HP Stock Falls to $11 After Q4 Autonomy Controversy

Hewlett-Packard’s stock plummeted 14 percent to a 10-year low of $11.54 this morning after the manufacturer posted financial results for the fourth quarter of 2012.

SiliconANGLE Founder and Editor in Chief John Furrier has the scoop on what happened and when it happened – here.  

HP posted non-GAAP earnings per share of $1.16, more than the market’s consensus estimate of $1.14, on revenue of $30 billion.  Analysts expected $30.5 billion.

The company says that total hardware sales declined by 20 percent year over year: printing revenue is down 5 percent from the same period 12 months ago, and consumer unit shipment dropped by 22 percent. HP made 12 percent less off PC sales than it did last year, but its software business raked in 14.4% more revenue than it did in 4Q2011.

The latter growth can be credited in great part to the acquisition of Autonomy, but HP’s $10.5 billion ticket into the analytics market is proving to be a double-edged sword. Hewlett-Packard said it’s taking a $8.8 billion charge left over by the company’s previous management, including more than $5 billion in alleged fraud.

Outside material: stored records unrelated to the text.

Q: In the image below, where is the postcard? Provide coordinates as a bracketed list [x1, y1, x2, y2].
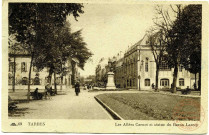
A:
[2, 0, 209, 134]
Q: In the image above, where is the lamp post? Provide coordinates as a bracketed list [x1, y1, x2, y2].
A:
[106, 60, 116, 90]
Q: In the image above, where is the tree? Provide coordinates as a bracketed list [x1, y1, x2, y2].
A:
[9, 3, 83, 100]
[154, 5, 184, 93]
[148, 28, 166, 91]
[178, 5, 202, 90]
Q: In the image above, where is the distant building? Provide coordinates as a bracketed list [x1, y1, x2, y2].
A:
[110, 35, 197, 90]
[95, 58, 108, 86]
[8, 53, 79, 90]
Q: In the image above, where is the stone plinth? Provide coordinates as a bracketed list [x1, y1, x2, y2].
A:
[106, 72, 116, 89]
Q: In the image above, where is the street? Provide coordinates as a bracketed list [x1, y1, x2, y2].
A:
[10, 89, 112, 119]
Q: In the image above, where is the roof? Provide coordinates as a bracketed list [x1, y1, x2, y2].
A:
[126, 34, 147, 52]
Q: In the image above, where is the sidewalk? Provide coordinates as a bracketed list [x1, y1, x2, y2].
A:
[10, 89, 112, 119]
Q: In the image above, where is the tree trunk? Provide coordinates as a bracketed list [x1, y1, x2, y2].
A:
[198, 68, 201, 95]
[27, 53, 34, 102]
[60, 76, 63, 90]
[54, 71, 57, 94]
[194, 73, 197, 85]
[48, 68, 53, 86]
[172, 64, 178, 93]
[12, 56, 16, 92]
[155, 63, 159, 91]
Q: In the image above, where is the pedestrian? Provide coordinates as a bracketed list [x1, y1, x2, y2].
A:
[33, 88, 39, 100]
[75, 81, 80, 96]
[193, 83, 197, 90]
[152, 83, 155, 89]
[44, 83, 52, 99]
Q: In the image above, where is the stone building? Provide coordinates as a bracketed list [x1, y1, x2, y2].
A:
[8, 53, 79, 90]
[112, 35, 198, 90]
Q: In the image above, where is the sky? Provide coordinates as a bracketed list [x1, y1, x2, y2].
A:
[68, 4, 155, 76]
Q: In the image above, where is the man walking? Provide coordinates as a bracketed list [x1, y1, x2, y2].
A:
[75, 81, 80, 96]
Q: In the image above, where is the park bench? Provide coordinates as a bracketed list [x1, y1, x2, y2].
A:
[181, 88, 191, 95]
[8, 96, 18, 110]
[30, 92, 44, 100]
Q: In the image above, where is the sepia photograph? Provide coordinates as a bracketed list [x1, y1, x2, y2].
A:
[2, 2, 208, 133]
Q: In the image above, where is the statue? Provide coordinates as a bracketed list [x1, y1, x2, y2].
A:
[106, 60, 116, 89]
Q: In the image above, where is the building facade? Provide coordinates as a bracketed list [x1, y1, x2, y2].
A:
[112, 35, 198, 90]
[8, 54, 79, 90]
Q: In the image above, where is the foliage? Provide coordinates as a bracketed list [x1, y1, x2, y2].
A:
[96, 93, 200, 120]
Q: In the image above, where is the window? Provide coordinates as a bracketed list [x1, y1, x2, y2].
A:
[159, 56, 170, 70]
[33, 77, 41, 85]
[145, 79, 150, 86]
[8, 73, 13, 85]
[21, 62, 27, 72]
[160, 79, 169, 86]
[145, 58, 149, 72]
[33, 67, 39, 72]
[9, 62, 14, 72]
[179, 65, 183, 72]
[22, 77, 28, 85]
[179, 78, 184, 86]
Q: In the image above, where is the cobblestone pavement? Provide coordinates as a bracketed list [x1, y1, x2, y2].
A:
[10, 89, 112, 119]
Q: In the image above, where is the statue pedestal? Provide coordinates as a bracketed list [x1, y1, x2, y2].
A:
[106, 72, 116, 89]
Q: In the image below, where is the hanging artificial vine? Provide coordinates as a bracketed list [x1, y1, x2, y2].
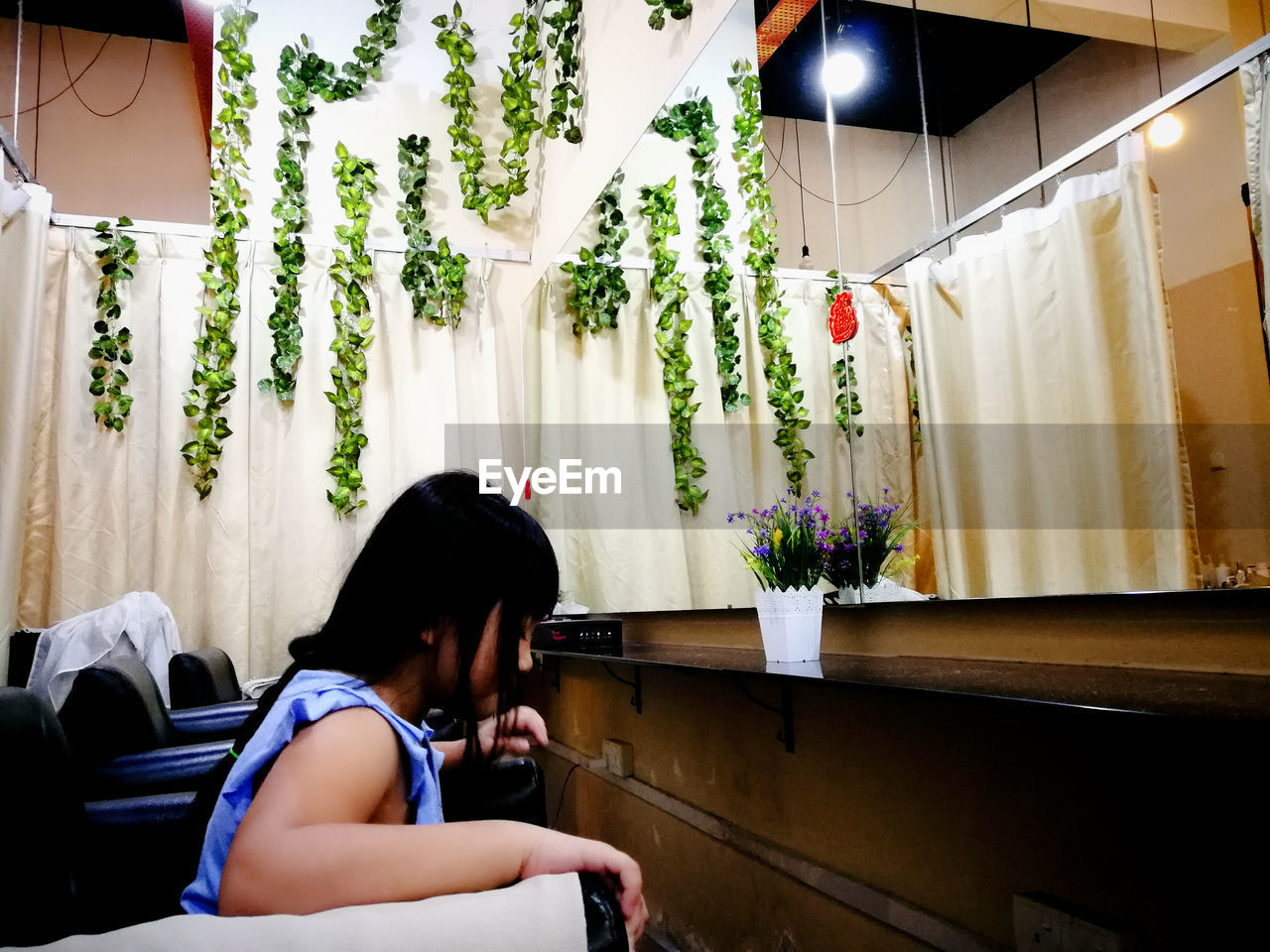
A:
[727, 60, 814, 496]
[181, 6, 258, 499]
[644, 0, 693, 29]
[398, 135, 467, 327]
[432, 0, 546, 223]
[87, 216, 137, 432]
[653, 96, 749, 413]
[259, 0, 401, 400]
[543, 0, 583, 142]
[640, 178, 708, 516]
[326, 142, 375, 516]
[560, 169, 631, 337]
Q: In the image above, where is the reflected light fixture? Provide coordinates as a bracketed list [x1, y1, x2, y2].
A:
[1147, 0, 1183, 149]
[821, 51, 865, 96]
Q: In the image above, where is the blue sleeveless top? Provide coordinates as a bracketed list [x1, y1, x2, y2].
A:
[181, 670, 444, 915]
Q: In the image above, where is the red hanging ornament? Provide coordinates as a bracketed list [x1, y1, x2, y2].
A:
[829, 291, 860, 344]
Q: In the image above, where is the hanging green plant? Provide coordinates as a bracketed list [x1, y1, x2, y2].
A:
[904, 330, 922, 443]
[543, 0, 583, 142]
[259, 0, 401, 400]
[653, 96, 749, 413]
[432, 0, 546, 222]
[326, 142, 375, 516]
[727, 60, 816, 495]
[398, 135, 467, 327]
[87, 216, 137, 432]
[639, 178, 708, 516]
[560, 169, 631, 337]
[644, 0, 693, 29]
[181, 5, 258, 499]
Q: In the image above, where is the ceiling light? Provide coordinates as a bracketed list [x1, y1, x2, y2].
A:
[1147, 113, 1183, 147]
[821, 52, 865, 96]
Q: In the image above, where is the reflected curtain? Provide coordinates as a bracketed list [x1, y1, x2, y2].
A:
[1239, 54, 1270, 350]
[0, 182, 52, 676]
[906, 136, 1199, 598]
[20, 228, 520, 676]
[525, 267, 912, 611]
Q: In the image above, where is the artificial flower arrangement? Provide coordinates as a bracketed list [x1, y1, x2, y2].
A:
[821, 489, 917, 589]
[727, 489, 829, 591]
[727, 489, 917, 663]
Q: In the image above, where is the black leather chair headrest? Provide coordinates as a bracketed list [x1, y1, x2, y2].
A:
[168, 648, 242, 711]
[60, 657, 176, 767]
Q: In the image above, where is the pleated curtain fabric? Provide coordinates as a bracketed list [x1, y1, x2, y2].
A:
[0, 184, 52, 683]
[17, 227, 520, 676]
[525, 267, 913, 611]
[906, 136, 1199, 598]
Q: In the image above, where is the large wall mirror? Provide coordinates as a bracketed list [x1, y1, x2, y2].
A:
[508, 0, 1270, 611]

“HP is extremely disappointed to find that some former members of Autonomy’s management team used accounting improprieties, misrepresentations and disclosure failures to inflate the underlying financial metrics of the company, prior to Autonomy’s acquisition by HP,” Palo Alto, California-based Hewlett-Packard said today in a statement.”

Fourth quarter net loss was $6.85 billion, or $3.49 a share, compared with the net income of $239 million, or 12 cents in the fourth quarter 2011.  Almost adding insult to injury, the consumer electrics giant said that it expects earnings of 68 to 71 cents per share in the next quarter, considerably less than the consensus estimate of 85 cents.

HP CEO Meg Whitman stressed during the earnings call that Leo Apotheker, the CEO at the time, and the chief strategist who led the deal, have both left the company since.